On-site milling can be done with portable equipment, however. Earlier this summer, a Lamorinda family removed a 145 foot tall, 3 foot diameter Sequoia from their property. With its weakened root system, the 50 year old tree threatened to damage the house if it fell. It was first topped, and then removed in sections cut in 8 foot lengths.
Redwood too soft to make furniture makes great fence lumber. This particular tree, however, was furniture grade-- it was old growth redwood-Sequoia Giganticus.
The family didn't want the wood, but Martin O'Gorman did. O'Gorman first learned it was available on Craigslist. The family had promised the wood to a chainsaw artist from Petaluma, but O'Gorman kept after the owners. When the first woodworker failed to show, the owners allowed him to reap the harvest.
"This [tree] is history," he says, admiring his windfall. "I'm pretty happy to be here." He must have been-- O'Gorman, who works in the construction trade and makes custom cabinetry and furniture as a hobby, drove three hours from Lake Tahoe just to get it. In two days, using a 30 horsepower portable "Alaskan mill" chainsaw with a five-foot blade, O'Gorman sliced the larger stumps into 3-inch thick slabs showing beautiful colorations from brown to red. The trunk showed low moisture and seemed free of termites.
The chainsaw worked like a giant cheese slicer, and since the wood was soft, each pass took less than ten minutes to complete. But that is only the first step.

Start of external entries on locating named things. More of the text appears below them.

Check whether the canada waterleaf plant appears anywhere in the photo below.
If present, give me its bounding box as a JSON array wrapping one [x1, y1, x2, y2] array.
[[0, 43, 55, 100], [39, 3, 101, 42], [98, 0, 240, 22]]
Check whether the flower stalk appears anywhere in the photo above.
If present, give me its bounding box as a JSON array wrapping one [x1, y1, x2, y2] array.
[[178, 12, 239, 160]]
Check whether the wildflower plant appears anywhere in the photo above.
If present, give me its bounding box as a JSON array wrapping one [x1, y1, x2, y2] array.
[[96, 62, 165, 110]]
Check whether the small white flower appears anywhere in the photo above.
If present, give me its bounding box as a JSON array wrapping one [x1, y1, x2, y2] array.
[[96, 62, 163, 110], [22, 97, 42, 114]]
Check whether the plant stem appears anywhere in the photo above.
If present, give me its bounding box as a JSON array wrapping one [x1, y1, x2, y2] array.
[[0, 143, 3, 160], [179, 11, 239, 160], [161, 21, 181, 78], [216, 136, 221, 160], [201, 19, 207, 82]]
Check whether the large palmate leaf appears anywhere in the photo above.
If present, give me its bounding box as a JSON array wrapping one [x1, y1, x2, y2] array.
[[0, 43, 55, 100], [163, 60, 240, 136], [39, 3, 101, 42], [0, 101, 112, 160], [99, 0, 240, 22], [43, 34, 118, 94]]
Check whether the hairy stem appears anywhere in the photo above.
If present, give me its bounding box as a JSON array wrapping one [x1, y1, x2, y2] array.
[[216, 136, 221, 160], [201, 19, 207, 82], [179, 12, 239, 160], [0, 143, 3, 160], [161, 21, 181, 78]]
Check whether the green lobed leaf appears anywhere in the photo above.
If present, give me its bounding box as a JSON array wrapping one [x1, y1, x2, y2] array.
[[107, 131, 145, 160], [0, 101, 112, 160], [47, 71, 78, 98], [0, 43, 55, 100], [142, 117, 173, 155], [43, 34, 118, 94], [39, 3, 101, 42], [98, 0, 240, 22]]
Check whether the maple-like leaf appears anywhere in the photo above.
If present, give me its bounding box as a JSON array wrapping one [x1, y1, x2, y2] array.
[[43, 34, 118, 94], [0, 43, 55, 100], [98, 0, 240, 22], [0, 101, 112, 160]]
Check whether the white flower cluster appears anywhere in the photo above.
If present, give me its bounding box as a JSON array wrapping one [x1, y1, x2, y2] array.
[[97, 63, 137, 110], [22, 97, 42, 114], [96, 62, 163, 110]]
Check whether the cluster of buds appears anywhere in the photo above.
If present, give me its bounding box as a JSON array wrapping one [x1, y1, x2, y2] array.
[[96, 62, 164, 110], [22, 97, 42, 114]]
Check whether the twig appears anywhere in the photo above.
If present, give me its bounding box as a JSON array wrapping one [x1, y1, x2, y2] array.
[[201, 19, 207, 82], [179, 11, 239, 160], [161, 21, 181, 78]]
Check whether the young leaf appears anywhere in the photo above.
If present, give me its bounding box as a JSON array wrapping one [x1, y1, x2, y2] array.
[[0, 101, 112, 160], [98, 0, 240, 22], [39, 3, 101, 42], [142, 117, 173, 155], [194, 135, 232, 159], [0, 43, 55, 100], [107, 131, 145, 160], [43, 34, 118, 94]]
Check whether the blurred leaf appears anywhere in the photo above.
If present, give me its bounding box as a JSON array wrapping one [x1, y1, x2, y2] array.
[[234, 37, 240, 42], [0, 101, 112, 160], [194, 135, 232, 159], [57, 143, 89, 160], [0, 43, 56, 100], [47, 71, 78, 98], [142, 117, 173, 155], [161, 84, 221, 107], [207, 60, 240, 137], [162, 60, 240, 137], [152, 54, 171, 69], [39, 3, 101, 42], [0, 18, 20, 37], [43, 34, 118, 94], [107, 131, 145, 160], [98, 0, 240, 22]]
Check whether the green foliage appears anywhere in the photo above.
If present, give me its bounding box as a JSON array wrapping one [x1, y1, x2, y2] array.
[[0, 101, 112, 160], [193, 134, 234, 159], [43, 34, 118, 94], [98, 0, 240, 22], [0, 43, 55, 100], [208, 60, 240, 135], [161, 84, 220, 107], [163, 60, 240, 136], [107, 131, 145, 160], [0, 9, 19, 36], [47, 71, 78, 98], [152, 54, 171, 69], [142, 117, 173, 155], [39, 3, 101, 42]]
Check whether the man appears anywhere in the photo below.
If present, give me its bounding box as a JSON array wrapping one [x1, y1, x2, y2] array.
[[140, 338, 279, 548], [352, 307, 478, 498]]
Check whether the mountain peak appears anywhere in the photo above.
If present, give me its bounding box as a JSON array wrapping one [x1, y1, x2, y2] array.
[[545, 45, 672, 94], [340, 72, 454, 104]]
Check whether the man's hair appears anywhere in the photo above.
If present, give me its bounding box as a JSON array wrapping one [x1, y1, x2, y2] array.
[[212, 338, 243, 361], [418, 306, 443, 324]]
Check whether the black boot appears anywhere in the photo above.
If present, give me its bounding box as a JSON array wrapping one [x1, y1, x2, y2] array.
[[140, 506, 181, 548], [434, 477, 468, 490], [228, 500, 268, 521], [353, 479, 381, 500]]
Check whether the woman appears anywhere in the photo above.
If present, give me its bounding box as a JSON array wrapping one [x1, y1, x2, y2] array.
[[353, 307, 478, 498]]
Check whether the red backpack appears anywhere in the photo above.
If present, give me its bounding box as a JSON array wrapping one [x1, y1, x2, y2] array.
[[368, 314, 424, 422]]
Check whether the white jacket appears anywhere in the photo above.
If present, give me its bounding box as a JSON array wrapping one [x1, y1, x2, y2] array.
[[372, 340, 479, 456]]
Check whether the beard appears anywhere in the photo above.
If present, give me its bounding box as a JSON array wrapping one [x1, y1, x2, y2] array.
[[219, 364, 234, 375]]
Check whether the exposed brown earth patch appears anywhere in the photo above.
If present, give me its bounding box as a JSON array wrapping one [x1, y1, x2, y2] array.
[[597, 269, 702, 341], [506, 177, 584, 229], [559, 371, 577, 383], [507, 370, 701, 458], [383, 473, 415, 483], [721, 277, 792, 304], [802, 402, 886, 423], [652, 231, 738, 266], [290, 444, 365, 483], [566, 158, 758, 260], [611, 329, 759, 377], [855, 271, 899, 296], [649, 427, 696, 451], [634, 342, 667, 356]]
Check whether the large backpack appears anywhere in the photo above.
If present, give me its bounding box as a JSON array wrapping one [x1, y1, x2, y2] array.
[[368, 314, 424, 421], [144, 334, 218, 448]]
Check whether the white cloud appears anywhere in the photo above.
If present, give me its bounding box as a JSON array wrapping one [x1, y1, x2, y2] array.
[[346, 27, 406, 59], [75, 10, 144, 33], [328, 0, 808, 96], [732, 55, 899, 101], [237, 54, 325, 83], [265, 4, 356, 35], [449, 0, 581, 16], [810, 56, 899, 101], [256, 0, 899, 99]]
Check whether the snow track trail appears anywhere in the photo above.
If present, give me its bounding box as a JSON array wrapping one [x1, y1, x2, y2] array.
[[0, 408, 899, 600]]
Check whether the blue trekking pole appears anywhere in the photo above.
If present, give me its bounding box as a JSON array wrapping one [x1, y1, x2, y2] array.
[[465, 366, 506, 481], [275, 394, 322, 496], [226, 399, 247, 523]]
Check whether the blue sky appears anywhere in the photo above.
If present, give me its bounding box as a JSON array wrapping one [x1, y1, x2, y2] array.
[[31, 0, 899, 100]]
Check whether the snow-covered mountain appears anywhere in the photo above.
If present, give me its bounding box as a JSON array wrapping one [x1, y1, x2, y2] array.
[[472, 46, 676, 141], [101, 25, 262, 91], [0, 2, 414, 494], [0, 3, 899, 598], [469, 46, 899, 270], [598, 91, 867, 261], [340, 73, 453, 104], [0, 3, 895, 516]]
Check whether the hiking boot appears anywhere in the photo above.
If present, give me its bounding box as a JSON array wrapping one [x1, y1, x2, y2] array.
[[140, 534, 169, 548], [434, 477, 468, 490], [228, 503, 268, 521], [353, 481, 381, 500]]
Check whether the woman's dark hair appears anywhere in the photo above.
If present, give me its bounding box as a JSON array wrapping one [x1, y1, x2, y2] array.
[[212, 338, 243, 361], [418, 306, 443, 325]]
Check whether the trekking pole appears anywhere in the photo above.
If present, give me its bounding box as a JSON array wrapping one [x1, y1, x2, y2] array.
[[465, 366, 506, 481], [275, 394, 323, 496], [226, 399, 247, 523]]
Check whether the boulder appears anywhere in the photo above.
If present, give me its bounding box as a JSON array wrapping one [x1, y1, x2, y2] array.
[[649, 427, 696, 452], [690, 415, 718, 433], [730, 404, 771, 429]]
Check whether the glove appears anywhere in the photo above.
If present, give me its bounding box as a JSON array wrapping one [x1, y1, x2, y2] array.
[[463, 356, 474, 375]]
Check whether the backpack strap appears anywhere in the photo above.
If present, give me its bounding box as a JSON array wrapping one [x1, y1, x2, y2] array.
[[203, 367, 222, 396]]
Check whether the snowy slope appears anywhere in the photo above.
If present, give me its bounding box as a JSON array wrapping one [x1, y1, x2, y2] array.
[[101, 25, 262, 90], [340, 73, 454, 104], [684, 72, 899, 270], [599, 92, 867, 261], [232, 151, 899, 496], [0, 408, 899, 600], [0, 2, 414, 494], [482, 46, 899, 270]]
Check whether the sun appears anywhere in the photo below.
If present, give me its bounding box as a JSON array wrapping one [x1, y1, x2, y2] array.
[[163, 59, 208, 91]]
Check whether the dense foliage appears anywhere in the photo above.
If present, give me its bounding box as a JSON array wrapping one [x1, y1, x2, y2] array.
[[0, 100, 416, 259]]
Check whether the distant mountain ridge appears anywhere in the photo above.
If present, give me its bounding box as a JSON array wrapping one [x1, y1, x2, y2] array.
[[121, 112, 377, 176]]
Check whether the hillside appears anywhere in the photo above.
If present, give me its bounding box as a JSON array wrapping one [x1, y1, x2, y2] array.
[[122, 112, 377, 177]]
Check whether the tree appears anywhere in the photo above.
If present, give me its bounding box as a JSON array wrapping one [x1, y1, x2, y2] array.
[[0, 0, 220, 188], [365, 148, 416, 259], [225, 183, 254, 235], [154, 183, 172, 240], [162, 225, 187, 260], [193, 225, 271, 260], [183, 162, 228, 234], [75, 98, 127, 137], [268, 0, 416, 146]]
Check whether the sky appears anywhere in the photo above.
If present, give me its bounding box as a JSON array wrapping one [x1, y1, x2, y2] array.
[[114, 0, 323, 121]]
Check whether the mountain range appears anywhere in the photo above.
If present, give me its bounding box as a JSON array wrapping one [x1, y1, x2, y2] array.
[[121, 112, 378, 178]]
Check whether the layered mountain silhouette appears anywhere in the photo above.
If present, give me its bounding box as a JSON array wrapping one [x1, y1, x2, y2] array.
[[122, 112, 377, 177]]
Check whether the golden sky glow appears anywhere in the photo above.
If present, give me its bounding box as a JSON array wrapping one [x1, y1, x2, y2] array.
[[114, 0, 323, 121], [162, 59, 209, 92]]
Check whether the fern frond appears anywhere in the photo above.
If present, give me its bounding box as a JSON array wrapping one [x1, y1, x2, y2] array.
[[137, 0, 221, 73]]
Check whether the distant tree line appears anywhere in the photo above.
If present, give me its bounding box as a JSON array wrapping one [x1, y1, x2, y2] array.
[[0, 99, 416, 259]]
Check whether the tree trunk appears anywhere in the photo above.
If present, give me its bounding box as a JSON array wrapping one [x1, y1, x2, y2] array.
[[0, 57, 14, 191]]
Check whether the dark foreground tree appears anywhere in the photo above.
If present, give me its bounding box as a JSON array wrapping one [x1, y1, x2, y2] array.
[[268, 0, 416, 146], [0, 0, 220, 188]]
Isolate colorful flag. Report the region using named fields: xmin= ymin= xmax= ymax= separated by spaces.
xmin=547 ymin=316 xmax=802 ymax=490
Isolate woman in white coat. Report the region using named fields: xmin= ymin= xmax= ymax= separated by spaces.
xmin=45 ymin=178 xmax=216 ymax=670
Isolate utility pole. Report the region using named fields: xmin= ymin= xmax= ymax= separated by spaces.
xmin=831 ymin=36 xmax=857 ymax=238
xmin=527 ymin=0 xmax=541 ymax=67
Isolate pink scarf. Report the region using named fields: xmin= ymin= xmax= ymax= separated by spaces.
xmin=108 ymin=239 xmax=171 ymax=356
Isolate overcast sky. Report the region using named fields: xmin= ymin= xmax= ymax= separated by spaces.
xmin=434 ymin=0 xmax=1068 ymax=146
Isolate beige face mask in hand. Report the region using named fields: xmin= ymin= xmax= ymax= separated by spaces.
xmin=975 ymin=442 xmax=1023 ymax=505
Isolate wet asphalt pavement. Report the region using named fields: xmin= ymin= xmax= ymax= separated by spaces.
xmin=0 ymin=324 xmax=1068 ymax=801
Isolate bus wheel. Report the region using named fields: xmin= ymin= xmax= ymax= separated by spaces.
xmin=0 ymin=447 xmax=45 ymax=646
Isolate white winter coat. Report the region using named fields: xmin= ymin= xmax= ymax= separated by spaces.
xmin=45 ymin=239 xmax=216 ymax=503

The wood will need to be cured -- stored flat in a cool, dry place-for many months. O'Gorman says a finished 4 by 8 foot redwood slab-likely destined to be a table top-- has a retail value of $1,000. A comparable Madrone wood slab would be worth $6,000. Noting someone else's errant chainsaw marks in the burl wood (stump), O'Gorman shook his head sadly. Left untouched, he says, that would have been the real prize.
It seems the prize is not what is in the Lamorinda hills, but what grows upon it.
Even today, an area once known for its redwoods and old growth lumber continues to "give back" to the landowners, if only they know how to look for it.
| | Raw materials: a redwood tree is felled in Lamorinda
| | Ghavamzadeh's landscaping steps use recycled redwood as retaining walls.
| | Wood worker Martin O'Gorman cuts felled redwood into slabs. He'll take the slabs to cure before making them into table tops.